From another place and attitude entirely, we are drawn into the mysteries of the curious war film Flood Won’t Come, The (Tvano nebus) through various side doors of perception, with as many questions as answers. And that can be a compelling reason to dip into cinema, at least on occasion. The Lithuanian film, from director Marat Sargsyan, qualifies as one in the SBIFF slate’s perplexing category, starting at the start: an atmospheric shot of a Zen monk in some icy mountainous shrine, alluding to the ravages of the A-Bomb “solution.” 

Cut to an unexplained city in an unexplained wartime, with soldiers trying to induct a sobbing mother’s sons into combat. That scene will recur, hauntingly, and other strange vignettes unfold, including a sheep-romancing Major, a “Last Supper-“ like tableau and other sequences that seize attention on their own merits. And yet our confusion prevails: which war, which enemy, what reason for the conflict? Our colonel anti-hero seems at times like an anchor of at least vestigial morality and reason, but he, too, is subject to upheavals of allegiances and dramatic logic. 

A possible message: war is not only hell, but anarchy and absurdity incarnate, where the specifics are razor sharp and potentially fatal, but the underlying roots remain inscrutable. Suffice to say, it’s unlike any “war film” we’ve seen.

DIRTY TRICKS OF THE MIND: Dealing with schizophrenia or other mental illnesses in a film context can be delicate business, risking exploitation or stereotypes partially exacerbated by the reckless treatment in Hollywood/cinematic history. The poignant, painful beauty of writer Steve Waverly’s and director Peter Sattler’s indie film Broken Diamonds comes primarily from the sensitivity of the material, and the careful balancing of the victim’s story with that of the ripples in familial fabrics around the victim. 

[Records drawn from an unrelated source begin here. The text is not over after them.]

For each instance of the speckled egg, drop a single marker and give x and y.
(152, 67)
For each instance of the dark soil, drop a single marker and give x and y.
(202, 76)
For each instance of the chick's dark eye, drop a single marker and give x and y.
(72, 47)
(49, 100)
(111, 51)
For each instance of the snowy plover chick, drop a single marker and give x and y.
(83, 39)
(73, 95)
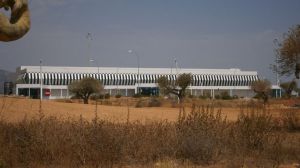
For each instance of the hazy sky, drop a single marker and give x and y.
(198, 33)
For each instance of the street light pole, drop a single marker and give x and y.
(41, 87)
(138, 62)
(89, 38)
(41, 82)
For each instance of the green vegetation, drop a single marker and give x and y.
(201, 138)
(262, 88)
(289, 53)
(85, 88)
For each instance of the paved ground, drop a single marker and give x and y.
(15, 109)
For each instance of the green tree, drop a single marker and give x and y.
(289, 53)
(85, 88)
(262, 88)
(289, 87)
(177, 88)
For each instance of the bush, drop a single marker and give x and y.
(200, 135)
(118, 96)
(137, 95)
(154, 102)
(290, 120)
(140, 103)
(107, 96)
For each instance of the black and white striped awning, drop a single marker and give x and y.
(132, 79)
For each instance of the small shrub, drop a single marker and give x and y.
(290, 120)
(154, 102)
(200, 135)
(137, 95)
(118, 96)
(107, 96)
(140, 103)
(251, 131)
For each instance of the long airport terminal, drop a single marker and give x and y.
(54, 81)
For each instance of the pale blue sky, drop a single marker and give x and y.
(198, 33)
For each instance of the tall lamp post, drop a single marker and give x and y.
(92, 60)
(138, 64)
(41, 87)
(89, 38)
(41, 81)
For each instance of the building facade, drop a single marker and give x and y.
(54, 81)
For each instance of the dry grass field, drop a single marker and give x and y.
(219, 133)
(15, 109)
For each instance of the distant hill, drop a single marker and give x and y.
(6, 76)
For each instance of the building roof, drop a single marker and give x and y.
(56, 69)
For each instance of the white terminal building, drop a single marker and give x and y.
(129, 81)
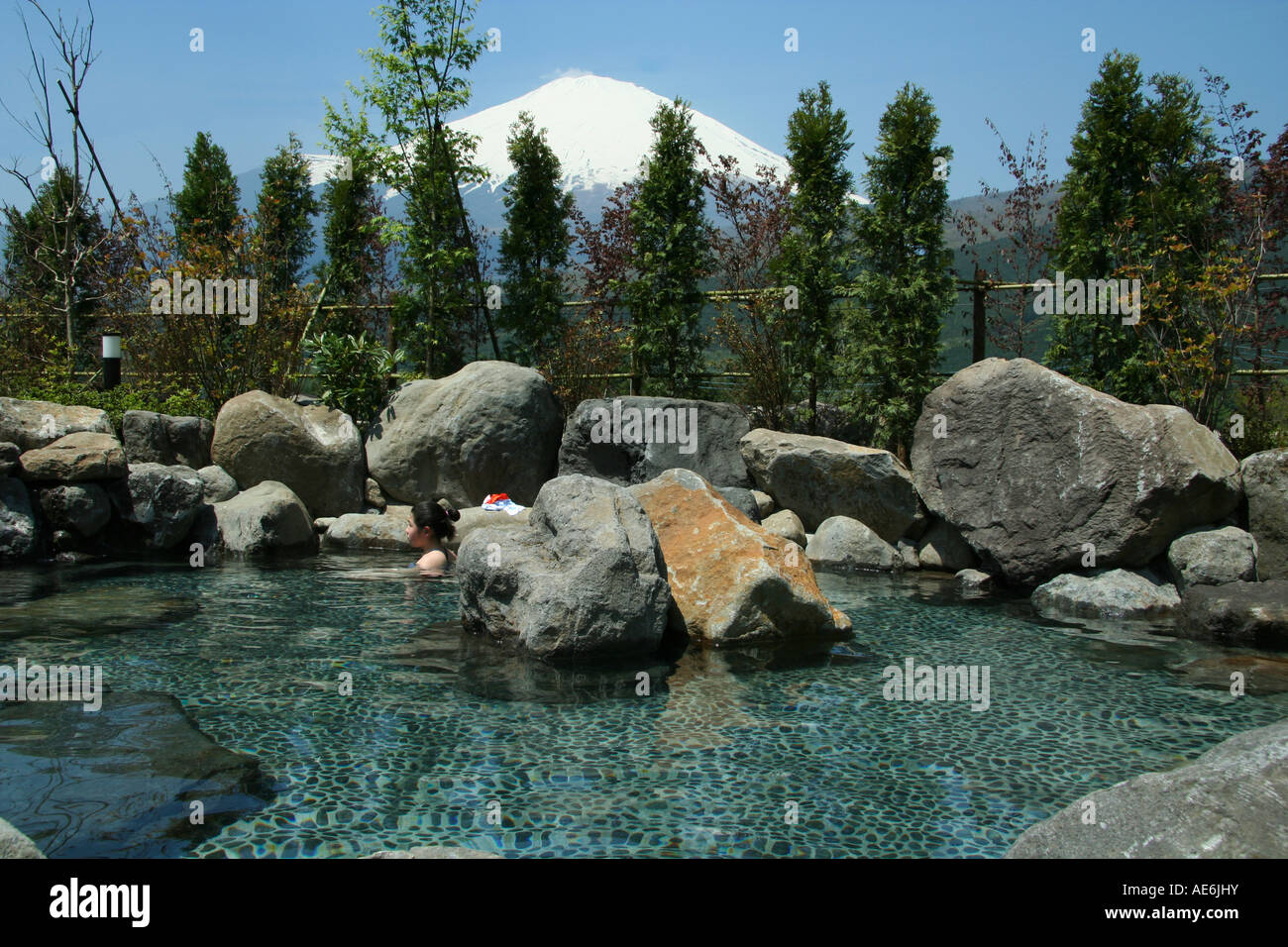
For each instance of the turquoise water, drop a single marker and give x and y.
(443, 741)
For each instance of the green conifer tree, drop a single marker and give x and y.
(533, 245)
(907, 286)
(671, 257)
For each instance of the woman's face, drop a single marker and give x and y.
(416, 536)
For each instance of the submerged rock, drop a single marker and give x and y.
(1106, 594)
(436, 852)
(14, 844)
(1229, 802)
(120, 783)
(94, 611)
(1252, 615)
(733, 581)
(818, 478)
(584, 581)
(1031, 468)
(368, 531)
(845, 543)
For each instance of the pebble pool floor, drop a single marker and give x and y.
(445, 742)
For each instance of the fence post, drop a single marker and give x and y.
(977, 354)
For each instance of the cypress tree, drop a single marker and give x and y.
(671, 256)
(816, 252)
(206, 206)
(535, 244)
(284, 214)
(907, 285)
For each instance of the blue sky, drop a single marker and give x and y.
(267, 64)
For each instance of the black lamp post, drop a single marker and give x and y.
(111, 360)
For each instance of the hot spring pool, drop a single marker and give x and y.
(443, 741)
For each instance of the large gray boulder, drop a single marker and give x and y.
(313, 450)
(490, 428)
(81, 506)
(632, 440)
(816, 478)
(150, 437)
(587, 579)
(267, 518)
(14, 844)
(1265, 483)
(842, 543)
(18, 528)
(1229, 802)
(158, 504)
(368, 531)
(75, 459)
(33, 424)
(1106, 594)
(1249, 615)
(943, 548)
(1212, 557)
(1035, 470)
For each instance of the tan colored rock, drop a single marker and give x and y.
(732, 579)
(33, 424)
(76, 458)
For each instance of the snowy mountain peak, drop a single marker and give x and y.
(599, 129)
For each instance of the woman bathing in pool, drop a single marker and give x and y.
(429, 526)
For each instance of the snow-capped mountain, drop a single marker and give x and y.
(596, 127)
(599, 129)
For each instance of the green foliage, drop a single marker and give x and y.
(286, 208)
(419, 77)
(355, 373)
(671, 256)
(48, 379)
(355, 252)
(205, 210)
(1137, 183)
(816, 253)
(893, 338)
(533, 245)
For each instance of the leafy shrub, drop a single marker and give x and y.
(355, 373)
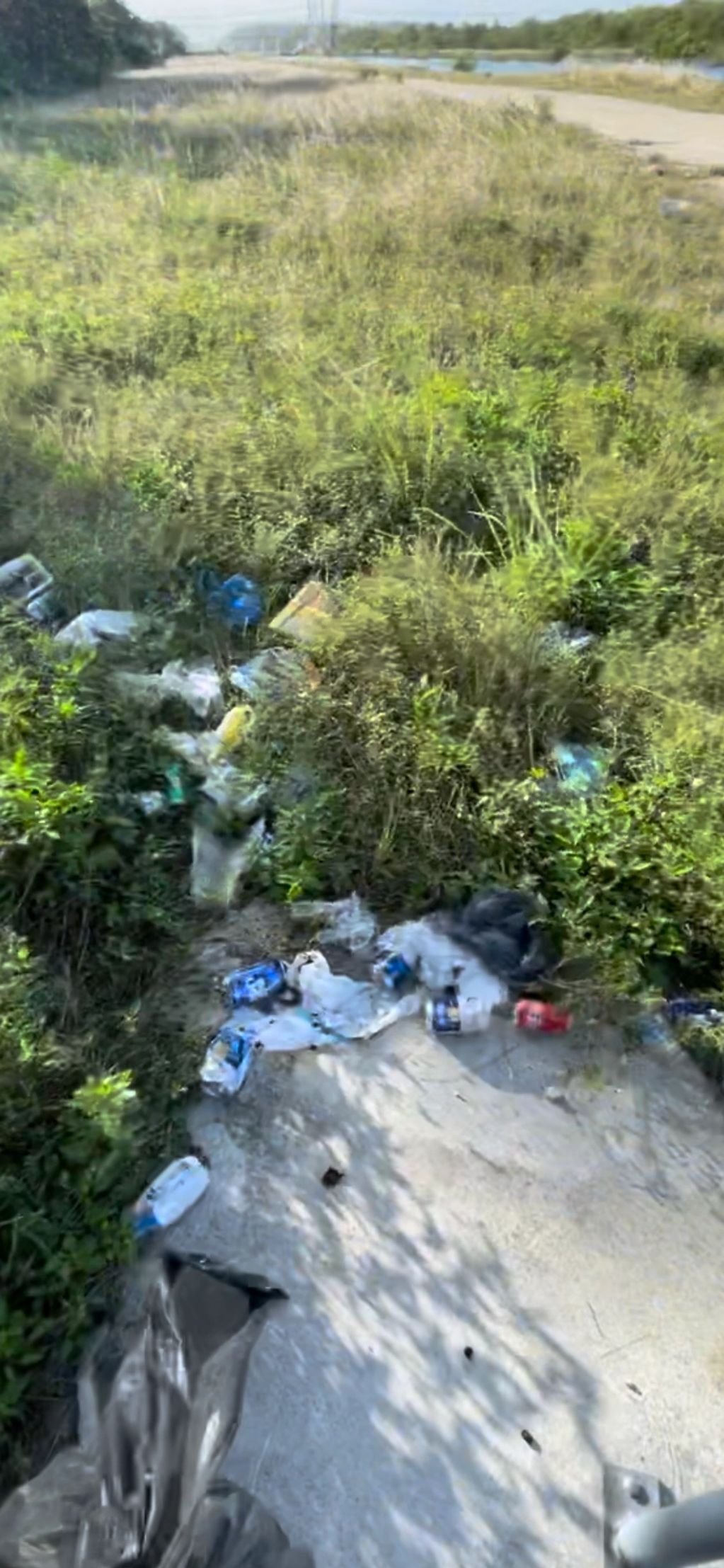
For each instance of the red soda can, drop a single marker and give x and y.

In this case, the sharp portrayals of the actors involved — Ben Platt as the compassionate twentysomething bother of the troubled Cindy, played with a volatile intensity and alternating maverick charm by Lola Kirke — bring us inside a tale rife with agonizing dark passages, and high on hope. A denouement with actual schizophrenia victims and family members struggling with loved ones in need brings the film back to some reality check moment: this is not just a movie, but a reflection of a struggle in hiding and in plain view.